Goldman Sachs Group Inc. Chief European Economist Erik Nielsen now expects the ECB to wait until the second quarter of next year to raise its benchmark rate rather than during the first three months of the year as he previously anticipated.
Other G-20 central banks are also taking note of Europe’s woes. Australia kept its key rate at 4.5 percent on June 1 and signaled it may leave it there for the “near term,” noting in a statement that “investors have generally displayed a good deal more caution.”
Turkey’s central bank said on May 18 that indebtedness elsewhere in Europe means “uncertainty over external demand is likely to remain important for a long time.” Russia’s Bank Rossii cut its main interest rate for the 14th time in as many months on May 31 to support its recovery, while Indonesia yesterday kept its benchmark unchanged at a record low.
Fed Bank of Chicago President Evans said May 31 he “wouldn’t be surprised” if the Fed’s policy of keeping rates near zero “gets extended just a little bit.”
Atlanta Fed President Lockhart said yesterday that “the pressures in Europe may slow the movement toward any removal of accommodation.” Bank of England policy maker Adam Posen said in a May 20 interview Europe’s crisis is going to inflict “some negative drag on the U.K.”
“If you have volatility in markets and implications for the financial system then central bankers are going to be concerned about the risks to growth so may be relatively more conservative in scaling back support,” said Paul Donovan, a UBS AG economist in London.
Even central banks that have raised rates may now be slower to do so. In India, where the Reserve Bank increased borrowing costs in March and April, Deputy Governor Subir Gokarn last month said officials will be more cautious with future moves. Bank of Canada Governor Mark Carney mentioned Europe and its crisis four times in a one-page statement on June 1, a signal his bank may not soon repeat its quarter-point rate rise.
Brazil, where inflation has exceeded the government’s target each month this year, may be an exception. Brazil central bank President Henrique Meirelles said the nation’s policy makers are in a “tightening mood.”
“We are committed to keeping inflation on target,” Meirelles said today in a Bloomberg Television interview from Busan.

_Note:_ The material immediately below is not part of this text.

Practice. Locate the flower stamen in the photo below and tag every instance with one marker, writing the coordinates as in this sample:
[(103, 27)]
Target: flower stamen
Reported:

The market jitters may also have given China reason to refrain so far from letting its currency rise against the dollar. G-20 members have repeatedly called for an end to the peg China adopted in July 2008 to aid its exporters. The euro’s 15 percent slide against the yuan this year already threatens to undermine Chinese shipments.
Twelve-month non-deliverable yuan forwards reflect bets the yuan will strengthen 0.7 percent from the spot rate of 6.83 per dollar compared with projections of a 3.2 percent appreciation at the start of May.
“China’s economic strength certainly justifies a stronger yuan and higher interest rates, but policy makers don’t want to give an impression that they are tightening at a time when exporters are suffering,” said Tomo Kinoshita, an economist at Nomura Holdings Inc. in Hong Kong.
In return for doing more to aid expansion, central banks may demand governments work harder to outline and enact plans to narrow budget gaps, with southern Europe an example of what may happen if they fail. Citigroup Inc. economists estimate G-20 governments must tighten fiscal policy an average of 8 percent of GDP over the next decade to reduce debt burdens to 60 percent of GDP.
Trichet said May 31 that he will no longer tolerate a lack of budget discipline in the euro area after all but Luxembourg and Finland last year violated a rule to hold budget deficits to less than 3 percent of GDP. Fed Chairman Ben S. Bernanke said April 27 that a failure to reduce the U.S. deficit may imperil the recovery by pushing up borrowing costs.
Finance ministers headed to Busan seeking to juggle the goals of protecting growth and consolidating budgets. U.S. Treasury Secretary Timothy F. Geithner said he wanted fiscal reform that was “growth-friendly,” while France’s Christine Lagarde said the G-20 was aiming to restore confidence in public borrowing, yet not “suffocate growth.”